The Sudbury and District Health Unit says the city has higher rates of childhood obesity than elsewhere in the province.
In Greater Sudbury, 29 per cent of youth between the ages of 12 to 17 are overweight or obese — versus 21 per cent in Ontario.
Now, the province is looking to schools as it recommends ways to slow the rise of obesity rates. Creating a healthier school environment is one of the recommendations of a new report published by the province's Healthy Kids Panel.
Dr. Penny Sutcliffe, the Sudbury health unit's medical officer of health, was on that panel. She said obesity doesn't just affect physical health.
"What we also note is that there are the challenges as it relates even to mental health," she said.
"Bullying, how kids are treated as they grow up, [is] a huge issue for kids right now, but also the next generation."
Kids in Ontario schools start learning about healthy living and eating as early as junior kindergarten.
But Melanie Gagne, who oversees healthy eating programming in schools for the Sudbury and District Health Unit, said putting those lessons into practice is more difficult.
‘Get the kids involved’
Creating a healthy food environment goes beyond looking at what's served in the cafeteria, she noted.
She pointed to classroom celebrations as an example.
"And we often hear about the different birthdays or the different events or all the holidays that go on.
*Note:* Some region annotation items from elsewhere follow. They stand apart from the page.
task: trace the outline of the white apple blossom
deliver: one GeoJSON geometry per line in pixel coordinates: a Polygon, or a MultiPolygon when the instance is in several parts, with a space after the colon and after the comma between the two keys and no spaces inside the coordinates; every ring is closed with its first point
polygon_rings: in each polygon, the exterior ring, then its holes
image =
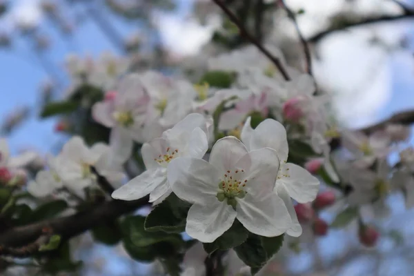
{"type": "Polygon", "coordinates": [[[63,187],[63,182],[57,174],[57,168],[62,162],[61,157],[48,155],[46,163],[49,170],[37,172],[34,180],[28,184],[28,192],[36,197],[43,197],[63,187]]]}
{"type": "Polygon", "coordinates": [[[202,158],[208,148],[207,134],[210,124],[201,114],[192,113],[164,131],[160,138],[145,143],[141,149],[147,170],[115,190],[112,197],[135,200],[150,195],[150,202],[166,199],[171,188],[167,181],[170,161],[179,156],[202,158]]]}
{"type": "Polygon", "coordinates": [[[383,131],[367,136],[361,132],[342,131],[342,146],[352,153],[355,165],[360,168],[371,166],[377,159],[384,159],[391,152],[391,138],[383,131]]]}
{"type": "Polygon", "coordinates": [[[250,126],[250,118],[248,118],[241,130],[241,141],[249,150],[270,148],[277,152],[280,166],[275,191],[284,200],[292,218],[292,224],[287,234],[299,236],[302,227],[297,221],[290,197],[299,203],[313,201],[319,190],[319,180],[304,168],[292,163],[286,163],[289,150],[286,131],[278,121],[266,119],[253,130],[250,126]]]}
{"type": "MultiPolygon", "coordinates": [[[[95,104],[92,116],[95,121],[112,128],[110,144],[122,162],[130,156],[133,140],[146,140],[144,127],[150,121],[150,99],[137,74],[126,76],[117,90],[110,93],[112,96],[95,104]]],[[[146,130],[148,134],[149,130],[146,130]]]]}
{"type": "Polygon", "coordinates": [[[219,139],[208,162],[191,157],[170,163],[172,191],[193,203],[186,232],[202,242],[213,242],[237,218],[250,232],[278,236],[290,225],[283,201],[273,192],[279,158],[270,148],[248,152],[234,137],[219,139]]]}
{"type": "Polygon", "coordinates": [[[64,186],[74,192],[97,184],[97,177],[91,167],[114,187],[119,187],[125,175],[113,155],[108,145],[97,143],[90,148],[82,138],[75,136],[63,146],[55,169],[64,186]]]}

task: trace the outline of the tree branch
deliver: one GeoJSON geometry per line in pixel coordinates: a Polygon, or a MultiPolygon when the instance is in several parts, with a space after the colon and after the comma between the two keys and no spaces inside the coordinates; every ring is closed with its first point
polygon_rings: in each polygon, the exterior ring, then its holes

Different foods are brought in from home, and those foods don't tend to be the healthiest foods available, so we're trying to get schools to think about that in saying that we can celebrate with healthier options," she said.
"What we're trying to achieve is essentially creating an environment within the school that makes healthy eating the easy choice."
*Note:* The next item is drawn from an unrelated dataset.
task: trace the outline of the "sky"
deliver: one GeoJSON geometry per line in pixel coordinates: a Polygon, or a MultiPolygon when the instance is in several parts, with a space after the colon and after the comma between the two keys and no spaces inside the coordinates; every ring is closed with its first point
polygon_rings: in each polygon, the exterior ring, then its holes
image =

Gagne said other ways to make schools healthier include making healthier pizza and reducing the number of hot dog days.
"And we're trying to get the kids involved and get them to participate and choose what they want and teach them that, yes, healthy eating could be fun, and it doesn't always have to be foods that are higher in fat, salt or sugar," she said.
The province's goal is to reduce rates of childhood obesity by 20 per cent over the next five years — a goal Sutcliffe said may be more inspiring than achievable. She said the province took 30 years to reach these rates of childhood obesity — and they can't be reversed overnight.
"So the concern is that it's going to take a huge amount of effort just for us to maintain where we're at, nevermind change the trajectory and have the rates coming down," Sutcliffe said.
"So when we say a 20 per cent reduction coming down in five years, that's huge … we have a lot of work to do just to stop those rates from rising."